We had a building survey done last week. The surveyor told us that in his view the house is no more likely to suffer further movement than other similar houses in the area. We are in London so clay soils. He has recommended that an overgrown pyracanthus in the back garden is 'killed and poisoned' and we ask the LA to prune a tree on the pavement outside.
We need buildings insurance 'on standard terms' as a condition of the mortgage (obviously we would want it anyway). When we initially phoned for quotes for buildings insurance companies wouldn't quote - some said 1 year from the date of the Certificate of Structural Adequacy and our current insurer (on our house) said 5 years . We were told we could get insurance from the current provider but our solicitor sees this as risky if we don't have a choice of provider. It now seems we will be able to get some quotes.
I have read articles from house owners who have struggled to get insurance or sell a house with any history of subsidence, even many years ago.
We love the house and we haven't seen anything else we would want to buy and I have been stalking Rightmove for a long time. Having said that, we don't have to move. We are moving for a bigger garden, better layout and more potential.
Are we mad to buy this house? Should we walk away? I don't know if our hearts are ruling our heads.
If a structural engineer has said it's fine then she's staking their pii insurance on it, so they won't say that lightly. So I wouldn't worry about the house, just don't grow trees close to it.
The insurance issue might be tricky as mainstream insurance and mortgage companies are very conservative. So you'll have to budget more for not being able to use the most competitive providers.
Eucalyptus trees are high water demand, so your clay soil will have been subject to shrinkage from the tree removing water from the soil and then some swelling after the tree has been removed - London Clay is particularly prone to this. As the problem tree and plant (pyracantha is also high water demand) have been dealt with you shouldn't get further problems.
You should be able to get insurance through a specialist provider (there are several out there - they should tailor your quote to your specific circumstances) as well as the current owner's insurance company.
OUr house suffered subsidence in the eighties due to a collapsed drain.
When we bought we had a structural engineer go round who said that the movement was historic and not likely to reoccur.
We went ahead with the sale as we loved the house. However, I do sometimes worry that other buyers will run a mile if we ever try to sell and there are cracks in the walls. However, what's done is done.
Thank you all.
The pyracantha is still in the back garden but the building surveyor has told us it needs to go. I don't believe it has caused any damage (the eucalyptus was at the front) but I suppose he's trying to avoid that. On the other hand I know if you remove a tree it can cause more water in the ground and heave which is as bad as subsidence. Gah.

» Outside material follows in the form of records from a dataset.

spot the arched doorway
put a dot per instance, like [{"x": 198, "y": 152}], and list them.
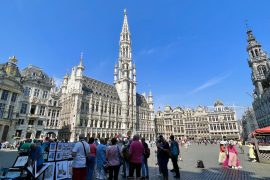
[
  {"x": 5, "y": 133},
  {"x": 51, "y": 135}
]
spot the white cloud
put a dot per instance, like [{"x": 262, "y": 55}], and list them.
[{"x": 210, "y": 82}]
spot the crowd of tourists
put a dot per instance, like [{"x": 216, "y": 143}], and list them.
[
  {"x": 103, "y": 160},
  {"x": 229, "y": 155}
]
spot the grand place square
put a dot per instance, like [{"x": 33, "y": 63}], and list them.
[{"x": 176, "y": 90}]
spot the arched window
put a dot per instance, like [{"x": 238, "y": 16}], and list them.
[
  {"x": 127, "y": 51},
  {"x": 261, "y": 70},
  {"x": 252, "y": 54},
  {"x": 256, "y": 52}
]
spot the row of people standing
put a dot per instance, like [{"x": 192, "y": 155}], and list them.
[
  {"x": 165, "y": 151},
  {"x": 109, "y": 157},
  {"x": 228, "y": 155}
]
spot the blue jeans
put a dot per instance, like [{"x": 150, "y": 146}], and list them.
[
  {"x": 91, "y": 168},
  {"x": 125, "y": 168},
  {"x": 145, "y": 166}
]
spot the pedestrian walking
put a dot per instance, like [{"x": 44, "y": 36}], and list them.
[
  {"x": 163, "y": 154},
  {"x": 136, "y": 151},
  {"x": 35, "y": 155},
  {"x": 231, "y": 160},
  {"x": 240, "y": 145},
  {"x": 251, "y": 153},
  {"x": 222, "y": 152},
  {"x": 145, "y": 156},
  {"x": 91, "y": 166},
  {"x": 174, "y": 147},
  {"x": 80, "y": 152},
  {"x": 100, "y": 160},
  {"x": 114, "y": 159},
  {"x": 125, "y": 157}
]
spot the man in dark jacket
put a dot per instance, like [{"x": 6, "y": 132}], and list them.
[
  {"x": 145, "y": 171},
  {"x": 174, "y": 155}
]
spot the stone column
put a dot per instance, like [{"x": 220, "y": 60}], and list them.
[{"x": 260, "y": 88}]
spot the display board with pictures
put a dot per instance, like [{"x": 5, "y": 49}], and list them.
[
  {"x": 21, "y": 161},
  {"x": 59, "y": 161},
  {"x": 59, "y": 151}
]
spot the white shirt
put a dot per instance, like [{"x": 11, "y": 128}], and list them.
[{"x": 80, "y": 158}]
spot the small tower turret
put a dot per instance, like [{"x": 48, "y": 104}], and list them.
[
  {"x": 258, "y": 62},
  {"x": 80, "y": 67},
  {"x": 150, "y": 100}
]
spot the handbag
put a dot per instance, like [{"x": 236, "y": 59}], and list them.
[
  {"x": 106, "y": 165},
  {"x": 87, "y": 159},
  {"x": 120, "y": 157}
]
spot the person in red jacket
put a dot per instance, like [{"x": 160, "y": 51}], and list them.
[{"x": 136, "y": 151}]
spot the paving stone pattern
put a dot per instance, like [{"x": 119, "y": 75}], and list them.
[
  {"x": 212, "y": 171},
  {"x": 208, "y": 154}
]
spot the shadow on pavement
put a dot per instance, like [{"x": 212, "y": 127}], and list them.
[{"x": 210, "y": 174}]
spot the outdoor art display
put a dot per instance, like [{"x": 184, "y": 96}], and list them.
[
  {"x": 69, "y": 175},
  {"x": 49, "y": 173},
  {"x": 58, "y": 164},
  {"x": 58, "y": 156},
  {"x": 52, "y": 146},
  {"x": 21, "y": 161},
  {"x": 51, "y": 156},
  {"x": 13, "y": 174},
  {"x": 61, "y": 169},
  {"x": 59, "y": 161}
]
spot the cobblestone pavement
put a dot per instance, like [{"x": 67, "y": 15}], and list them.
[{"x": 208, "y": 154}]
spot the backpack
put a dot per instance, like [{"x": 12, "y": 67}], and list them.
[
  {"x": 147, "y": 152},
  {"x": 200, "y": 164},
  {"x": 125, "y": 153},
  {"x": 174, "y": 148}
]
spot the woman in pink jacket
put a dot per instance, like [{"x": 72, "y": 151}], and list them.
[
  {"x": 232, "y": 152},
  {"x": 136, "y": 151}
]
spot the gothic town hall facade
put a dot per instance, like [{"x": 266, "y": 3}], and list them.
[{"x": 97, "y": 109}]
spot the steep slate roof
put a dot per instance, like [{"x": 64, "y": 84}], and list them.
[
  {"x": 94, "y": 86},
  {"x": 141, "y": 101},
  {"x": 35, "y": 74}
]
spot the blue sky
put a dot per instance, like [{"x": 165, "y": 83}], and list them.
[{"x": 188, "y": 53}]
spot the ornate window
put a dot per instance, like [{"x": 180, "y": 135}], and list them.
[{"x": 261, "y": 70}]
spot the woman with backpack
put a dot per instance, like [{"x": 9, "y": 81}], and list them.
[
  {"x": 113, "y": 159},
  {"x": 100, "y": 160},
  {"x": 145, "y": 156},
  {"x": 136, "y": 151}
]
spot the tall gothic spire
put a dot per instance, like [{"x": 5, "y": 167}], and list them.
[{"x": 125, "y": 41}]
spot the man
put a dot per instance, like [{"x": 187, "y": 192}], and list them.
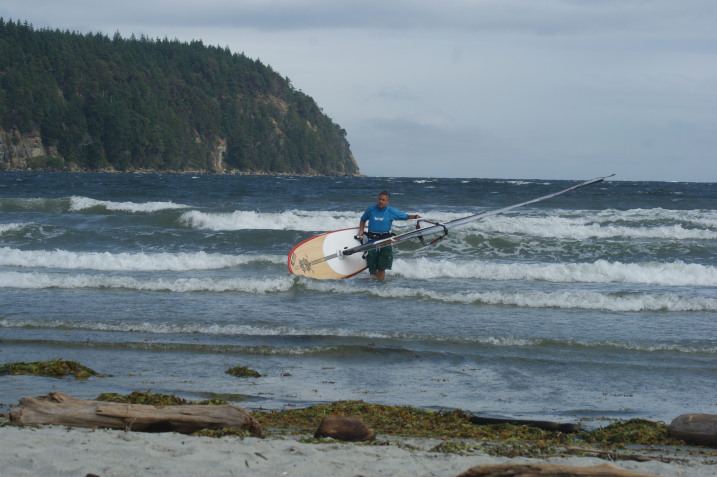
[{"x": 380, "y": 218}]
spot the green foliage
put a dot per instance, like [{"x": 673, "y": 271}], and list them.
[
  {"x": 160, "y": 104},
  {"x": 243, "y": 372},
  {"x": 399, "y": 420},
  {"x": 56, "y": 368},
  {"x": 154, "y": 399}
]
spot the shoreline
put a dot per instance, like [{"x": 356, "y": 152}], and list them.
[
  {"x": 113, "y": 453},
  {"x": 408, "y": 442}
]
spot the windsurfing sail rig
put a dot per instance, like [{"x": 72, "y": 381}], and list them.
[{"x": 442, "y": 228}]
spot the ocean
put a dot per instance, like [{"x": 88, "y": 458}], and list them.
[{"x": 596, "y": 305}]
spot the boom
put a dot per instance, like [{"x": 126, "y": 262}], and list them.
[{"x": 438, "y": 228}]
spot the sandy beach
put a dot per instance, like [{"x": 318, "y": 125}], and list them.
[{"x": 60, "y": 451}]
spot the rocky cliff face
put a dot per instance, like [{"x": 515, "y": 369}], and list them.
[
  {"x": 17, "y": 150},
  {"x": 27, "y": 151}
]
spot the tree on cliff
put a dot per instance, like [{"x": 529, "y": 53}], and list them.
[{"x": 141, "y": 103}]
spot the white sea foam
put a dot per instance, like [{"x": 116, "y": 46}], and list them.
[
  {"x": 107, "y": 261},
  {"x": 78, "y": 203},
  {"x": 587, "y": 300},
  {"x": 253, "y": 330},
  {"x": 12, "y": 227},
  {"x": 289, "y": 220},
  {"x": 191, "y": 328},
  {"x": 37, "y": 280},
  {"x": 601, "y": 271},
  {"x": 566, "y": 224},
  {"x": 581, "y": 228}
]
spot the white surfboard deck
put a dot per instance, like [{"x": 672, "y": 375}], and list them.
[{"x": 302, "y": 258}]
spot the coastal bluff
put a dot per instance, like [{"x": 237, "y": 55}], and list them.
[{"x": 88, "y": 102}]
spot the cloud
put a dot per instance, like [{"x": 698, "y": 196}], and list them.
[{"x": 548, "y": 17}]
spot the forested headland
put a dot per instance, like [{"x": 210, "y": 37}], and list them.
[{"x": 93, "y": 102}]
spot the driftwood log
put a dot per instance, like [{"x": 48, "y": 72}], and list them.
[
  {"x": 567, "y": 428},
  {"x": 60, "y": 409},
  {"x": 547, "y": 470}
]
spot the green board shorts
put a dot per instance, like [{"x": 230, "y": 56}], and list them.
[{"x": 379, "y": 259}]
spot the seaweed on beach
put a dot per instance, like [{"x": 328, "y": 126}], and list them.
[
  {"x": 632, "y": 432},
  {"x": 223, "y": 432},
  {"x": 402, "y": 421},
  {"x": 56, "y": 368},
  {"x": 154, "y": 399},
  {"x": 243, "y": 372}
]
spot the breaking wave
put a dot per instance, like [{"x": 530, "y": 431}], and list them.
[
  {"x": 78, "y": 203},
  {"x": 36, "y": 280},
  {"x": 304, "y": 220},
  {"x": 600, "y": 271},
  {"x": 4, "y": 228},
  {"x": 106, "y": 261},
  {"x": 569, "y": 299},
  {"x": 633, "y": 223},
  {"x": 224, "y": 329}
]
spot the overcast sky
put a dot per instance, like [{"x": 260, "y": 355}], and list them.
[{"x": 494, "y": 88}]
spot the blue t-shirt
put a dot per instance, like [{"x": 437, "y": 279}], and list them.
[{"x": 379, "y": 220}]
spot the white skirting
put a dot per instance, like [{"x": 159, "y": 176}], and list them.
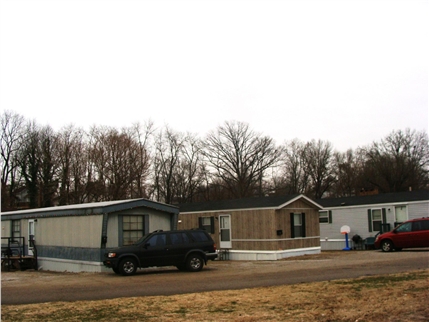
[
  {"x": 72, "y": 266},
  {"x": 264, "y": 255}
]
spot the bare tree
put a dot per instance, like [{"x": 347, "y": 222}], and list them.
[
  {"x": 348, "y": 169},
  {"x": 29, "y": 162},
  {"x": 72, "y": 154},
  {"x": 11, "y": 137},
  {"x": 294, "y": 171},
  {"x": 399, "y": 162},
  {"x": 192, "y": 170},
  {"x": 240, "y": 157},
  {"x": 141, "y": 135}
]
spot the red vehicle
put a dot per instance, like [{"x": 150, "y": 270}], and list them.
[{"x": 410, "y": 234}]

We are in the process of trying to get building insurance quotes. I have spoken to the current insurer today and they are contacting the underwriter to get a quote in 2 or 3 days. We are also trying to get other quotes. I guess whether we can and the premium and excess will tell us whether this is a go-er.
I wish I hadn't fallen in love with the house or it wouldn't be so hard to let go. But i don't want a millstone round our necks.
I bought a house which had had subsidence. My mortgage lender was happy as long as the existing insurer was happy to continue, which they were. Since then I've changed insurers at least twice, with no problem. Probably had to declare the historic subsidence issue, and I think at least one of them put on a higher, but not exorbitant, excess for any future subsidence. But I've been here well over twenty years with no problems.